Stream API degraded availability

Incident Report for Productsup

Postmortem

SUMMARY

We experienced issues with our Kafka cluster used for our Stream API on Wednesday, the 29th of March, between 12:40 CEST and 15:40 CEST.

From 12:40 CEST till 13:40 CEST, we had a partial outage, which means that only about 50% of all requests got through. We started the investigation into the instability of the cluster and tried several remedial actions to see if we could get the cluster running again at total capacity.

However, we noticed that a single Node would become unavailable again whenever it was restarted. Between 13:40 CEST and 15:40 CEST, we rejected all requests to our Load Balancer to take the cluster offline and inspect each node individually. During this period, we had a complete outage of the service.

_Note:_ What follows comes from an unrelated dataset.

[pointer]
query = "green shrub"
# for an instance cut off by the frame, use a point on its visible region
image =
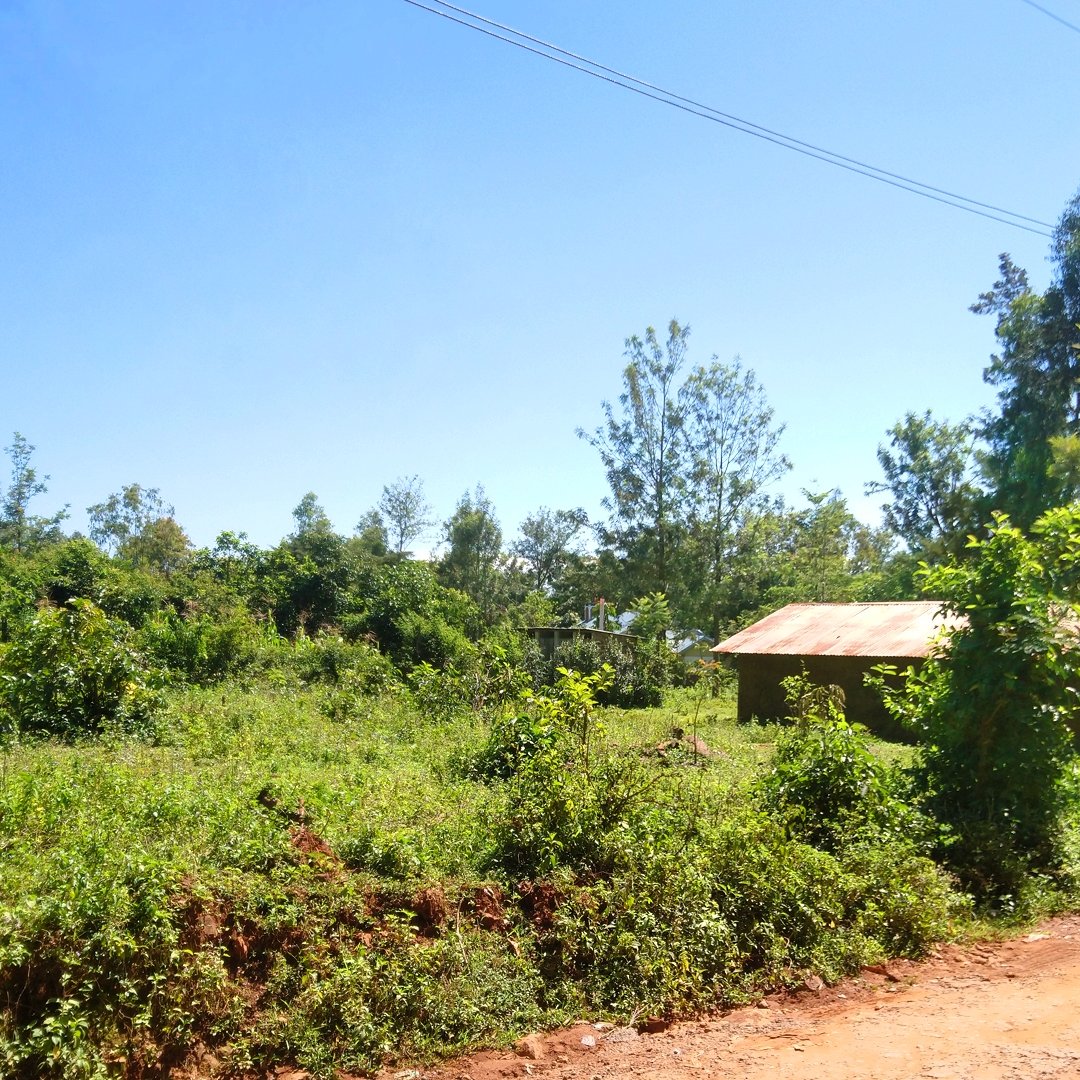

We restarted each Node and let it repair itself with an increased memory configuration. At 15:40 CEST, all nodes were stable again. We were able to enable the requests to our Load Balancer again. From this moment on, the system was back up and running. A small backlog had build-up during the downtime, but the backlog was handled within 20 minutes and did not cause a severe impact on the functionality of the Stream API.

An increased load to our Stream API and a combination of insufficiently powerful nodes to carry the cluster's full load were the main reasons for the instability.

To prevent this from happening again, we immediately enabled strict rate limiting for overusers of our API. Ever since, the Stream API has been running stable again.

No data was lost on our end. All requests that returned a successful status code (in the 2xx domain) were received and processed. All requests that returned a 500 status code should be resent if needed.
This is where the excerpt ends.